Reprenons tout d’abord le premier axe. Comment se passe l’accompagnement des jeunes sur le terrain ?
Le seul critère pour qu’un jeune nous rejoigne, c’est la motivation. Cela suppose un travail de sensibilisation et nous organisons régulièrement des rencontres dans les établissements scolaires, dans le cadre de conventions tripartites rectorat/établissements/l’association. Quand un jeune est convaincu, il remplit un formulaire en ligne qui nous permet de mieux le connaitre (ses centres d’intérêt, ses projets) et de lui proposer un accompagnement sur mesure. Celui-ci s’appuie sur quatre éléments : une méthode de réflexion sur soi (ses forces et ses faiblesses, son autocensure) ; un mentorat individuel avec un professionnel ; des formations thématiques sur la confiance en soi, l’utilisation du numérique à des fins professionnalisantes. Et enfin, des opportunités de bourses, d’offres de stages, de visites d’entreprise… Ce programme est proposé dès la quatrième, et pour un an renouvelable.
Quel premier retour d’expérience avez-vous ?
Nous effectuons une mesure d’impact de nos actions chaque année, menée par le cabinet de conseil Improve avec l’analyse de deux cohortes : l’une bénéficiaire du programme Chemins d’avenirs, l’autre non. Les résultats sont toujours très encourageants, validant à la fois notre capacité à toucher les élèves concernés et l’efficacité de nos programmes (confiance en soi et en l’avenir, utilisation du numérique, connaissance du milieu professionnel, façon de se projeter...).
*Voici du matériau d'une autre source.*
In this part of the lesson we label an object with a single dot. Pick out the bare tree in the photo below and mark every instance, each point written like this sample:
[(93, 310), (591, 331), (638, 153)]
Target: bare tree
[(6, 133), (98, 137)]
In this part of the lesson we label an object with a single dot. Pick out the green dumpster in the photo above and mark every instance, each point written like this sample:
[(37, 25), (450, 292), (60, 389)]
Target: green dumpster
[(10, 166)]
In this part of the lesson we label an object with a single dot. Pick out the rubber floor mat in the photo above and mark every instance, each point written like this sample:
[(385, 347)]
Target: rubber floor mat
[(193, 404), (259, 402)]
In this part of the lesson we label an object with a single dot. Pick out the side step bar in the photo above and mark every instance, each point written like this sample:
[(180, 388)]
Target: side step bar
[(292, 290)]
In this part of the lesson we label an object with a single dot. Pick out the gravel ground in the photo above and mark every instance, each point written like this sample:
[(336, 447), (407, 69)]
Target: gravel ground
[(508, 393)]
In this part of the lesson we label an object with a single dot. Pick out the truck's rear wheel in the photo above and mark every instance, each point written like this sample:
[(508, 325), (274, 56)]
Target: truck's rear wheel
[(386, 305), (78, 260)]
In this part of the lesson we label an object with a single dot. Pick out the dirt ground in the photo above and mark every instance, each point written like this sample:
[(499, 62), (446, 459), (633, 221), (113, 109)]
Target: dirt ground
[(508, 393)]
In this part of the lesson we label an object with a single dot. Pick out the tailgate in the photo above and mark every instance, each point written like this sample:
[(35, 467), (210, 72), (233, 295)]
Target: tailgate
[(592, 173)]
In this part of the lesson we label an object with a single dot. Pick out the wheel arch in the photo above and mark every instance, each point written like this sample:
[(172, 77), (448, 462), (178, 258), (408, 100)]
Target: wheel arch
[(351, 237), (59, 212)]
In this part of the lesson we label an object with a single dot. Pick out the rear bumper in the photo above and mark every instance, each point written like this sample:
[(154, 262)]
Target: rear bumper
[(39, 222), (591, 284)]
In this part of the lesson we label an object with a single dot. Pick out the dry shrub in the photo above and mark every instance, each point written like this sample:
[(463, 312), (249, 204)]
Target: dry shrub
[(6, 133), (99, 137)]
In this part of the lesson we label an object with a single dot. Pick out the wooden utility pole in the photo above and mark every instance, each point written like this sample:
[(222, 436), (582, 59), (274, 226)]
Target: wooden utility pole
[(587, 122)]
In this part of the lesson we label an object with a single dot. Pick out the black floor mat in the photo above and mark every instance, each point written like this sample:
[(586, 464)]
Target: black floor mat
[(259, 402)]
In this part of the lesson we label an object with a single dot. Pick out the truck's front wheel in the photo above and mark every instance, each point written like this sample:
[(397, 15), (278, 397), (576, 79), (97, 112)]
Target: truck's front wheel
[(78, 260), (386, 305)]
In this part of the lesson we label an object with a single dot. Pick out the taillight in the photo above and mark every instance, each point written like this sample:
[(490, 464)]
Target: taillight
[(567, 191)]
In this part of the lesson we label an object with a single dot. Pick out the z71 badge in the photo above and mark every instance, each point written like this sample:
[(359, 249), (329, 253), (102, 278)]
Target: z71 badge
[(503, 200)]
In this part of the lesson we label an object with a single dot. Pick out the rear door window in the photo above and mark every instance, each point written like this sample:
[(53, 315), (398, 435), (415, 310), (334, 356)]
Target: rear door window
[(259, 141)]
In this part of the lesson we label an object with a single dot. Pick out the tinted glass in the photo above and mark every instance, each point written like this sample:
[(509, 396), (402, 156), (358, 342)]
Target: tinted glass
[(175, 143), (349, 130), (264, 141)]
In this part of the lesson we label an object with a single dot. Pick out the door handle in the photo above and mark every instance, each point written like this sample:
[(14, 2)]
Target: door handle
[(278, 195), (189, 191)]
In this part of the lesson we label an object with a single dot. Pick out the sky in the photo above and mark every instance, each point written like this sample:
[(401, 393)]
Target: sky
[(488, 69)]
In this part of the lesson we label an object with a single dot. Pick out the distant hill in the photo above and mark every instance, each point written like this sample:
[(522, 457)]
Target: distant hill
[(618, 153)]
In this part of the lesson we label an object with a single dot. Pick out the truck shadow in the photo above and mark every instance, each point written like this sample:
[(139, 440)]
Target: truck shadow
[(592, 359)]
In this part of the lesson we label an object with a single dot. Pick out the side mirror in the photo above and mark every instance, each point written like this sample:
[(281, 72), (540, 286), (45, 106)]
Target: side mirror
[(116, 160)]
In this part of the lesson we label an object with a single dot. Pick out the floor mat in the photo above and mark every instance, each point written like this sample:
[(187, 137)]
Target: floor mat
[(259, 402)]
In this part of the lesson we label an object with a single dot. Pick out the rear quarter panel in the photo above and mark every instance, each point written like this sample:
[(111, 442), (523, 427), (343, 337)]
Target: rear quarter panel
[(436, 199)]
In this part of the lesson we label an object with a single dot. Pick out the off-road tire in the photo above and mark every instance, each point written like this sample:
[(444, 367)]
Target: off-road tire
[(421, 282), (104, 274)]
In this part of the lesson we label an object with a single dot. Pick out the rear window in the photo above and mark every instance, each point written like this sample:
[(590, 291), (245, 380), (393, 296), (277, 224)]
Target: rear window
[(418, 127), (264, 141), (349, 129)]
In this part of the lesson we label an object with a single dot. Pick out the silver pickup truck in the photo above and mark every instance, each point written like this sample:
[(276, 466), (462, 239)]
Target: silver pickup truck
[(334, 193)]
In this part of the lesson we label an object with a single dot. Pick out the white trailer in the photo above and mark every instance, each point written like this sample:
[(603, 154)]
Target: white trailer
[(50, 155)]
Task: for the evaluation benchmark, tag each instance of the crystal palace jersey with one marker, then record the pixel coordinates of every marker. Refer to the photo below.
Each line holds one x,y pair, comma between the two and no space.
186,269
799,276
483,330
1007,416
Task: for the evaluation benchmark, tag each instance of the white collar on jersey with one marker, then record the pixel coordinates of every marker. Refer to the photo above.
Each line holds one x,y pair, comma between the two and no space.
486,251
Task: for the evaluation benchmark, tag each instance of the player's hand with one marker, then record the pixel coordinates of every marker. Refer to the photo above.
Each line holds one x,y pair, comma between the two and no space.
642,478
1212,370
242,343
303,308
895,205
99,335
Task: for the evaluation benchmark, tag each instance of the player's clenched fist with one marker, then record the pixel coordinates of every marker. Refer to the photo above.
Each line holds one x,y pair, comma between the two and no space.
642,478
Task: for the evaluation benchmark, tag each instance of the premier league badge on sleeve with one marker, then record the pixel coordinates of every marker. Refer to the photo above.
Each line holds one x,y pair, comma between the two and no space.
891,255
Forts de ces succès, comptez-vous augmenter le nombre d’élèves accompagnés ?
Nous avons eu une croissance très rapide. En 2016, nous accompagnions 100 jeunes, 1 000 en 2019 et nous en sommes à près de 8 000. Notre objectif serait de conserver cette vitesse de croissance de 2 900 nouveaux jeunes soutenus par an, et de monter en puissance grâce à notre deuxième axe…
Comment pensez-vous ce défi, en termes de changements des mentalités ?
En 2016, j’ai tenté de me faire entendre en rappelant que la grande pauvreté existe dans les métropoles et leurs banlieues, mais qu’il faut aussi s’intéresser aux zones rurales et aux petites communes où les jeunes sont très nombreux, font face à de multiples obstacles et ne bénéficient curieusement d’aucun dispositif. À l’époque, j’ai rencontré une certaine résistance. La crise des gilets jaunes a rendu la question sensible et c’est dans ce contexte qu’en 2019, j’ai co-écrit avec Erkki Maillard Les Invisibles de la République. Comment on sacrifie la jeunesse de la France périphérique (éditions Robert Laffont).
Depuis le lancement de Chemins d’avenirs, nous avons multiplié les actions de plaidoyer pour porter l’attention sur ces jeunes : tribunes, enquêtes d’opinion et même le premier débat organisé par France Inter sur les questions de jeunesse à l’occasion de l’élection présidentielle, ceci avec les sept plus importants candidats auditionnés par 100 jeunes. Le sujet est, aujourd’hui, dans la lumière. Le fait qu’une institution telle que la Fondation Bettencourt Schueller choisisse de nous accompagner constitue un vrai indicateur. Elle montre cette prise de conscience, et le bien-fondé de nos actions.
Une prise de conscience qui doit, selon vous, aller de pair avec toute une série d’engagements…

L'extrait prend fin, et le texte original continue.